El gobierno de la provincia de Buenos Aires ha convocado a una nueva movilización conocida como la Cuarta Marcha Federal Universitaria, que se realizará mañana a partir de las 17 horas en la emblemática Plaza de Mayo. Esta movilización, organizada por la Federación Universitaria Argentina (FUA) en conjunto con el Consejo Interuniversitario Nacional (CIN) y el Frente Gremial Universitario, busca exigir la aplicación de la ley de Financiamiento Universitario, que no se ha implementado desde hace 200 días. El ministro de Gobierno, Carlos Bianco, ha instado a la ciudadanía a participar de esta acción en defensa de la educación pública, un pilar fundamental para el desarrollo del país y que actualmente enfrenta serias dificultades.
Durante una conferencia de prensa ofrecida en Casa de Gobierno, Bianco estuvo acompañado por el ministro de Producción, Ciencia e Innovación Tecnológica, Augusto Costa, y la directora ejecutiva del OPISU, Romina Barrios. En dicho encuentro, Bianco enfatizó la necesidad de que se respete lo que establece la normativa aprobada por el Congreso y que, a su juicio, es vital para asegurar la continuidad y calidad de la educación superior en el país. Afirmó que la falta de financiamiento adecuado no solo afecta a las universidades, sino que repercute en toda la comunidad académica y en la formación de futuros profesionales.
El funcionario expuso un panorama desalentador sobre el estado de las universidades bajo la administración del presidente Javier Milei. Desde diciembre de 2023, las transferencias presupuestarias a las casas de estudio han disminuido en un 45,6%, lo que, según su análisis, equivale a no contar con financiamiento durante un período de nueve meses. Bianco subrayó que el porcentaje del Producto Bruto Interno (PBI) destinado a la educación universitaria se encuentra en su nivel más bajo en 26 años, lo que genera preocupación entre estudiantes y docentes.
En el ámbito salarial, la situación es igualmente crítica. Bianco indicó que el poder adquisitivo de los docentes universitarios se ha desplomado un 36%, un golpe significativo que se traduce en la pérdida de siete meses de salario. Además, destacó que la inversión en ciencia y tecnología ha caído un 46,4% en los últimos dos años, lo que ha llevado a los investigadores a enfrentar una reducción del 35% en su poder adquisitivo, mientras que el CONICET ha sufrido un recorte del 30% en sus recursos.
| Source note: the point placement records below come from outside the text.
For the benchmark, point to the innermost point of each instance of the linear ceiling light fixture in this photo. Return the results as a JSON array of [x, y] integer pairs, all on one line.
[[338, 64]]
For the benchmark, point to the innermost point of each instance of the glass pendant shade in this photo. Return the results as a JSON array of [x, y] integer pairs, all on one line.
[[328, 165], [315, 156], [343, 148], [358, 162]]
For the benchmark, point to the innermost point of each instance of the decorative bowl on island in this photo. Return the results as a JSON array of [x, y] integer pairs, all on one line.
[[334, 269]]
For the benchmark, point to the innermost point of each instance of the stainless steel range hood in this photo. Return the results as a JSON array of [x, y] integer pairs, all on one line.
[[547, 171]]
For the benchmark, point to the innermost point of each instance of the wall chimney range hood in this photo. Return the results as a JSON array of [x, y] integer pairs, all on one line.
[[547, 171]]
Esta tendencia es vista por muchos como un ataque deliberado a la educación y la investigación en el país.
El ministro también hizo hincapié en las consecuencias de las decisiones políticas que han llevado a la paralización de 38 obras de infraestructura universitaria en la provincia, lo que representa una tragedia para el sistema académico y científico. Bianco sostuvo que el veto presidencial a la ley de Financiamiento Universitario, argumentando un enfoque de déficit cero, fue rechazado por el Congreso en octubre con un amplio apoyo. Sin embargo, a pesar de que la ley debió ser promulgada, el gobierno nacional se ha negado a implementarla, lo que ha llevado la disputa a la esfera judicial.
El conflicto ha alcanzado los tribunales, donde un juez ordenó en diciembre el cumplimiento de la recomposición salarial, fallo que fue confirmado por la Cámara. Sin embargo, el Ejecutivo nacional ha presentado un recurso extraordinario que elevará el caso ante la Corte Suprema, lo que complica aún más la situación de los educadores y las instituciones. Bianco concluyó que el gobierno ha hecho todo lo posible para evitar la ejecución del financiamiento que corresponde a las universidades, lo que ha generado una mayor indignación entre los sectores involucrados.
La movilización de mañana se presenta como una oportunidad para que miles de estudiantes, docentes y defensores de la educación pública se expresen en contra de las políticas de ajuste, así como para reclamar un futuro digno y con acceso a la educación de calidad para todos. La participación activa de la comunidad educativa es fundamental para visibilizar la crisis que atraviesa el sistema universitario argentino, en un momento donde la educación y la investigación deberían ser prioridad para el desarrollo del país.